Schafer was born in Raleigh, North Carolina, on December 31, 1998. She began transitioning at 14, knowing her identity from a young age. Former Governor Pat McCrory passed House Bill 2, preventing Schafer and other trans women from using the girls’ bathroom and banning anti-discrimination legislation for all LGBTQ+ people. Governor McCrory had called the bathroom segment of the bill “common sense,” which Schafer knew it wasn’t. Soon, she decided to protest the law, filing a lawsuit with the American Civil Liberties Union and Lambda Legal at just the age of 17. That was just the beginning of her fight for trans and other LGBTQ+ rights.

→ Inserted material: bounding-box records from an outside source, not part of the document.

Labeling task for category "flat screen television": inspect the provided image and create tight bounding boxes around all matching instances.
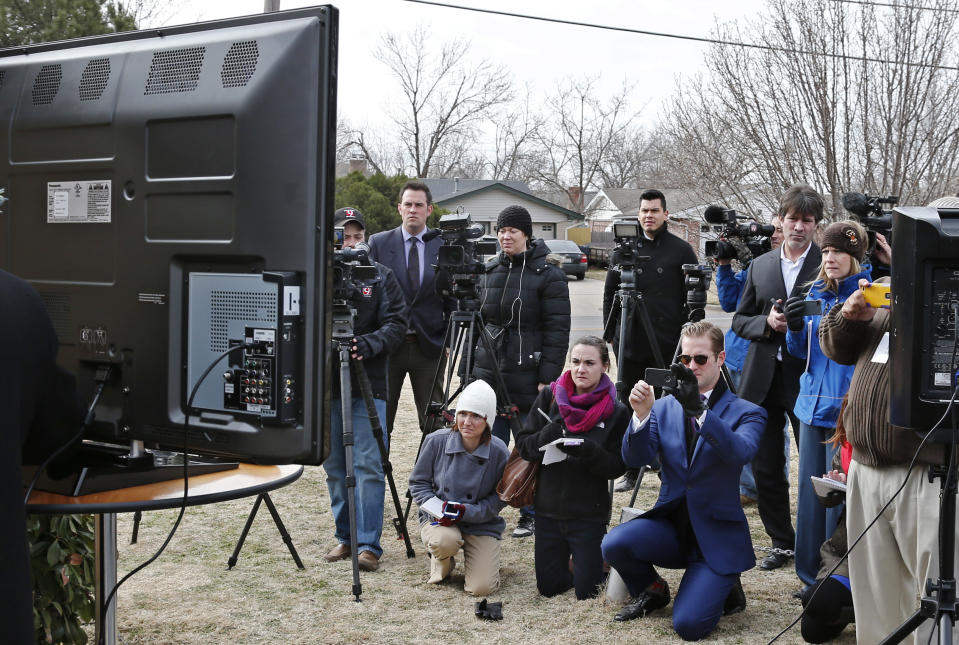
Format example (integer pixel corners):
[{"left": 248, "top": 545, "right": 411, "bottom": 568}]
[{"left": 0, "top": 6, "right": 337, "bottom": 464}]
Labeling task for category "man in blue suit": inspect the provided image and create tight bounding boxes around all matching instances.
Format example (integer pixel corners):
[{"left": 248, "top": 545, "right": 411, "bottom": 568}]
[
  {"left": 369, "top": 181, "right": 451, "bottom": 433},
  {"left": 603, "top": 321, "right": 766, "bottom": 640}
]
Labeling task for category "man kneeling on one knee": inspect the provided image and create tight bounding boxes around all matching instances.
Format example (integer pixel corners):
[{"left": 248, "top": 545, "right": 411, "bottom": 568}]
[{"left": 603, "top": 321, "right": 766, "bottom": 640}]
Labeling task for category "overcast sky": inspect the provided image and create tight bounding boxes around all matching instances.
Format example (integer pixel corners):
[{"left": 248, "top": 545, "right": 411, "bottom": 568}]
[{"left": 161, "top": 0, "right": 765, "bottom": 130}]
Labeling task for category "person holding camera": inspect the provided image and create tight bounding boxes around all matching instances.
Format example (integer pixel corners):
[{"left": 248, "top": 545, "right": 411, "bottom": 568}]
[
  {"left": 410, "top": 380, "right": 509, "bottom": 596},
  {"left": 323, "top": 208, "right": 408, "bottom": 571},
  {"left": 516, "top": 336, "right": 630, "bottom": 600},
  {"left": 733, "top": 185, "right": 825, "bottom": 570},
  {"left": 783, "top": 220, "right": 870, "bottom": 585},
  {"left": 603, "top": 321, "right": 766, "bottom": 640},
  {"left": 473, "top": 205, "right": 570, "bottom": 537},
  {"left": 603, "top": 190, "right": 699, "bottom": 491},
  {"left": 370, "top": 181, "right": 453, "bottom": 433}
]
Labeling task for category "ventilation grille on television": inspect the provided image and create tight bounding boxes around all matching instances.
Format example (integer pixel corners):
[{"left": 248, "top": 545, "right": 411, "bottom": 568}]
[
  {"left": 220, "top": 40, "right": 260, "bottom": 87},
  {"left": 210, "top": 290, "right": 276, "bottom": 353},
  {"left": 143, "top": 47, "right": 206, "bottom": 94},
  {"left": 33, "top": 63, "right": 63, "bottom": 105},
  {"left": 80, "top": 58, "right": 110, "bottom": 101},
  {"left": 40, "top": 291, "right": 77, "bottom": 344}
]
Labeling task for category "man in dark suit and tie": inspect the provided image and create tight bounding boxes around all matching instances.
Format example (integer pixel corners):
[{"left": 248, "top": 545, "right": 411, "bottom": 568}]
[
  {"left": 369, "top": 181, "right": 449, "bottom": 432},
  {"left": 733, "top": 186, "right": 825, "bottom": 570},
  {"left": 603, "top": 321, "right": 764, "bottom": 640}
]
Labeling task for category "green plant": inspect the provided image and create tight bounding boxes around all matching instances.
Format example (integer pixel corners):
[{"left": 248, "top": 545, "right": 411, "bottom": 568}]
[{"left": 27, "top": 515, "right": 95, "bottom": 645}]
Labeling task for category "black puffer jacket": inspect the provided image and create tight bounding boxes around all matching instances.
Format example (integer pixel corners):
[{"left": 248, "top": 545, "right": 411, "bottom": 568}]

She soon went on to talk about this law in an article she wrote for Teen Vogue, in which she said, “We deserve equal treatment — that is ‘common sense’ to me.” With her father, a pastor, supporting her, Schafer felt free to protest, and was all the more grateful for the support, since she knew that many LGBTQ+ teens didn’t (and don’t) receive the same support from their families.
After this public protest and her modeling career settled down, she started acting on Euphoria, which premiered in the summer of 2019. As Euphoria started picking up, both in pace on the show and in viewers, fans learned that Jules – Schafer – was transgender. Soon, it became a relatively significant plot point in the show because viewers learned that Jules was sent to a psychiatric facility in her youth by her mother, presumably because of her transness. This part doesn’t relate to Schafer’s trans experience. However, in her teenage life, Jules has all the support from her father for her identity, just like Schafer did in her youth.
Schafer later co-wrote and co-executive produced, with Sam Levinson, “Jules,” a special episode of Euphoria airing between seasons 1 and 2. This episode focuses on the trials and tribulations dealt with by sapphic teens, including questioning one’s sexuality and one’s status in the world as a woman attracted to other women. Fans, primarily women of the LGBTQ+ community, but also straight and cisgender women, were amazed by the writing in this episode, relating to Jules’ experience more than ever before. To find out that Schafer herself wrote it meant the world to fans around the globe, especially with her status as a trans and sapphic woman.
With Schafer, there is always more to come. She will soon star in season 3 of Euphoria, and perhaps she’ll do some more protesting before then. No matter what she decides to do, the world cannot and will not get enough of this LGBTQ+ star.